Dans cet environnement, beaucoup dépendra de la position des «états swing» eux-mêmes. Un récent rapport du Center for a New American Security a identifié six de ces États tels que pivots à l’ordre mondial émergent: le Brésil, l’Inde, l’Indonésie, l’Arabie saoudite, l’Afrique du Sud et la Turquie. Chacun est multi-aligné, cherchant à équilibrer les liens avec les États-Unis, la Chine et la Russie plutôt que de choisir des équipes.

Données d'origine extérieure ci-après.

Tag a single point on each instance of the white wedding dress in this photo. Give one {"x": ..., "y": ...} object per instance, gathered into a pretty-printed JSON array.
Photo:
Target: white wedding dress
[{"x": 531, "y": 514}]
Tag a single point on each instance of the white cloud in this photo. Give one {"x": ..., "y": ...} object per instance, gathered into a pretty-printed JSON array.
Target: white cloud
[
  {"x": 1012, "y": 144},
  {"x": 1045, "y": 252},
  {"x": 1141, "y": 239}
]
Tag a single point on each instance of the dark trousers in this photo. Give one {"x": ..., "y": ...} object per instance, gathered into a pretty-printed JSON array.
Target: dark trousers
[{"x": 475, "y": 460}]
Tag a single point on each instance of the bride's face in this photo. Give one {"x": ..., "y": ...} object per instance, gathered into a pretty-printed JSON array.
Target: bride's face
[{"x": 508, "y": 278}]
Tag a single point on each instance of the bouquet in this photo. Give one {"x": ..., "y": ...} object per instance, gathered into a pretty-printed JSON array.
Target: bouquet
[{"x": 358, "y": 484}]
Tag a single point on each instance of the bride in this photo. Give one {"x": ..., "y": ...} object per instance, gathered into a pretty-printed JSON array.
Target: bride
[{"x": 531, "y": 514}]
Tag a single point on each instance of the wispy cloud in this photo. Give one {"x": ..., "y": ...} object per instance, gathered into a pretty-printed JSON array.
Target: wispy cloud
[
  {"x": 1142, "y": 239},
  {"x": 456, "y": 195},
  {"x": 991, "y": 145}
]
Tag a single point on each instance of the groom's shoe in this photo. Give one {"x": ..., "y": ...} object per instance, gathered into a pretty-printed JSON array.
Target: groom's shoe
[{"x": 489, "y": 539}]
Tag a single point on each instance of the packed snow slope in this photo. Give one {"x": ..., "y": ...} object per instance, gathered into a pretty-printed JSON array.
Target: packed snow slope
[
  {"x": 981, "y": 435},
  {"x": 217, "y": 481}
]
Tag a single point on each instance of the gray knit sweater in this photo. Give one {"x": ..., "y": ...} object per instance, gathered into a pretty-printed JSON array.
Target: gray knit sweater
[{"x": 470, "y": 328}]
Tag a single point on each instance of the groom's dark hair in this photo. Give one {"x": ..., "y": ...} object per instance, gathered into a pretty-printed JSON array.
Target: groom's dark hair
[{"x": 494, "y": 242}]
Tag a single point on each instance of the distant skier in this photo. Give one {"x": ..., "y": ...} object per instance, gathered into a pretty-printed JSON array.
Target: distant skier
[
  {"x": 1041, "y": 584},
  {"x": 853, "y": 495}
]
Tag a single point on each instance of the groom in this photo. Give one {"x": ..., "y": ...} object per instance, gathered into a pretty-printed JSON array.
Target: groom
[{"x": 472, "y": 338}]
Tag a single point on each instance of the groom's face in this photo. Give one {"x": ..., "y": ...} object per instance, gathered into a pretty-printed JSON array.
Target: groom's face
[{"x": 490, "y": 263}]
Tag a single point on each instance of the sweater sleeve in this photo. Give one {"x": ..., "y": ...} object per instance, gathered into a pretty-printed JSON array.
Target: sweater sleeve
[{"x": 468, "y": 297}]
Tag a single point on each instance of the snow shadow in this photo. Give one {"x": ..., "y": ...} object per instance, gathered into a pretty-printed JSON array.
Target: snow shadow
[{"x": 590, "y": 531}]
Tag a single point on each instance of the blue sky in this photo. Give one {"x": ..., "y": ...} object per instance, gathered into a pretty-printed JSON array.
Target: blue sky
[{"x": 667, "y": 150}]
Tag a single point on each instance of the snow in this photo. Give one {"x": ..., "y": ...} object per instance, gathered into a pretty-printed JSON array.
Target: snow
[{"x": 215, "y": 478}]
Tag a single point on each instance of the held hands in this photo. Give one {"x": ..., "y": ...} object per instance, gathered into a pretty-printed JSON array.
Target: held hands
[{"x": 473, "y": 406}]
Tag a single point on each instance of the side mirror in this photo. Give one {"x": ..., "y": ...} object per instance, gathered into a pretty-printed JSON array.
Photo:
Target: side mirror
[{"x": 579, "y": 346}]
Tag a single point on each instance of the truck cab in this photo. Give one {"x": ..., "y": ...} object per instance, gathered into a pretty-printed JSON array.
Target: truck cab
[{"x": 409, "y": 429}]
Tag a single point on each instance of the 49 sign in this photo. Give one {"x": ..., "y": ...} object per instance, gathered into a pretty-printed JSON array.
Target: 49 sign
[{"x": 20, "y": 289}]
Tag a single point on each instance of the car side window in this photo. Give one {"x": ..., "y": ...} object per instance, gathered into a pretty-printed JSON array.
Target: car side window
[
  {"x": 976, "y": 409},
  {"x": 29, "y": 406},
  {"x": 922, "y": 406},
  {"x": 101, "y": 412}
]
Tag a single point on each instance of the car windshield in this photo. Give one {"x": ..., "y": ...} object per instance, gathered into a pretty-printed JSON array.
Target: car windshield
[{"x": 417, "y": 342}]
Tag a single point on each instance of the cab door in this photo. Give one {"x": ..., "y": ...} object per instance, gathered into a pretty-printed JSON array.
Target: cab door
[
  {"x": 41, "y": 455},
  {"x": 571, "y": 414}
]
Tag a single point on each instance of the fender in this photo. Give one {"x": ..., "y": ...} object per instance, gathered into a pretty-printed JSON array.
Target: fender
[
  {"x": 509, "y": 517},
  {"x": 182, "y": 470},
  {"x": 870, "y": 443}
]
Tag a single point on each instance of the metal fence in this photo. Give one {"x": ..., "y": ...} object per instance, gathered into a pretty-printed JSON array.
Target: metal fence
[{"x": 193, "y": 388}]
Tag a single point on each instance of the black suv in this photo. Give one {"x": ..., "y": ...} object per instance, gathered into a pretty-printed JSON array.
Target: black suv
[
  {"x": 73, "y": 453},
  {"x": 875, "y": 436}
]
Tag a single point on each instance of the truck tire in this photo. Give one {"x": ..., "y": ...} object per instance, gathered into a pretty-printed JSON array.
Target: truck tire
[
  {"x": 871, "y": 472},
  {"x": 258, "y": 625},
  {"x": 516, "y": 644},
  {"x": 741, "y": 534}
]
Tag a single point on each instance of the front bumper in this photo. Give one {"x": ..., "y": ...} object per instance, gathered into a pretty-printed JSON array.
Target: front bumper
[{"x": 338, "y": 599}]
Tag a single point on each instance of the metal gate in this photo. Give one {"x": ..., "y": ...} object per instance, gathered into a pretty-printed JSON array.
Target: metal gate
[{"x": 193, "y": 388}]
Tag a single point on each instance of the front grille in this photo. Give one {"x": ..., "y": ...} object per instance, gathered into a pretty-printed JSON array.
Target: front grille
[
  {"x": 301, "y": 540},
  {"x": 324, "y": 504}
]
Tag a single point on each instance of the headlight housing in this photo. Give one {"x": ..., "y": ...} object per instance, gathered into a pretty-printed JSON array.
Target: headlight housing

Collectivement, ils exercent la capacité d’influencer si le monde se fragmente dans des blocs hostiles ou maintient un degré de pluralisme et de connectivité.
L’Inde est peut-être la plus critique de ces nations. En tant que seule démocratie établie de longue date de l’organisation de coopération de Shanghai, il essaie d’empêcher le regroupement d’acquérir une orientation ouvertement anti-occidentale, même si elle participe à des forums dirigés par l’Ouest tels que le quad et, en tant qu’invité spécial, le groupe de 7.
Le Brésil, comme l’Inde, trace un cours indépendant sur le commerce et le climat, tandis que l’Arabie saoudite et la Turquie élargissent les liens vers l’est sans rompre les liens avec l’Occident. Ces pays démontrent que le cadrage binaire des «démocraties contre les autocraties» ne reflète pas la complexité réelle de la politique internationale.
Le danger, cependant, est que l’intensification de la rivalité américaine-chinoise pourrait réduire la pièce de manœuvre de ces états. Si Washington aiguise son bord protectionniste tandis que Pékin se double de ses partenariats autoritaires, le terrain d’entente se rétrécira. La fragmentation économique et de sécurité pourrait durcir en une structure bipolaire – deux camps avec peu de confiance, une coopération minimale et un risque accru de confrontation.
Ce résultat n’est pas inévitable. Mais l’empêcher nécessitera un effort conscient. Les cadres multilatéraux doivent être renforcés, non abandonnés. La coopération mondiale – sur le changement climatique, la préparation pandémique, la sécurité alimentaire et les normes technologiques – doit être préservée malgré les tensions géopolitiques. Surtout, les grandes puissances doivent reconnaître que la fragmentation comporte des risques graves non seulement pour la croissance mais pour la stabilité.
Le monde a déjà été ici. La leçon du 20e siècle est que lorsque le commerce et la politique se fracturent en blocs concurrents, la confrontation suit. À moins que la dérive d’aujourd’hui ne soit inversée, la prochaine décennie peut apporter non seulement la fin de la mondialisation, mais le retour du conflit basé sur le bloc.
Brahma Chellaney est l’auteur de Nine Books, dont le primé «Eau: le nouveau champ de bataille de l’Asie.»